We conclude that under the Georgia law the property received by the widow, such as that transferred to Mrs. Birdsong, as year’s support, is exempt from levy for any but debts created for her actual maintenance and support. However, it appears that this is a rule of exemption and is not based on any defect or limitation in the title or quality of the property owned by the wife. The Georgia Statute, Title 113, § 1006, says:

“The property so set apart by the appraisers shall vest in the widow and child, or children.”

The Georgia Supreme Court, in Smith v. Smith, 187 Ga. 743, 2 S.E.2d 417, 419, cited this section as authority for the proposition that “title to property so set apart to the widow alone vests absolutely in her.” The Court also cited Williams v. Rosette, 177 Ga. 528, 170 S.E. 373.

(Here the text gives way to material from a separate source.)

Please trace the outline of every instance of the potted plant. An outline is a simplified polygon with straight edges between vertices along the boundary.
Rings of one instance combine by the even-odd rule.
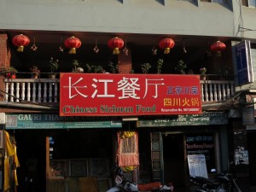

Both the trial court in its opinion and appellee in her brief refer to the case of United States v. Truax, 5 Cir., 223 F. 2d 229, as standing for the proposition that transferee liability rests upon local state law. This question, however, is not before us, for the fact that there is such liability against Mrs. Birdsong has alr ready been determined and is not now subject to review. This leaves then only the question which we have thus far discussed. That question we conclude must be resolved against the appellee.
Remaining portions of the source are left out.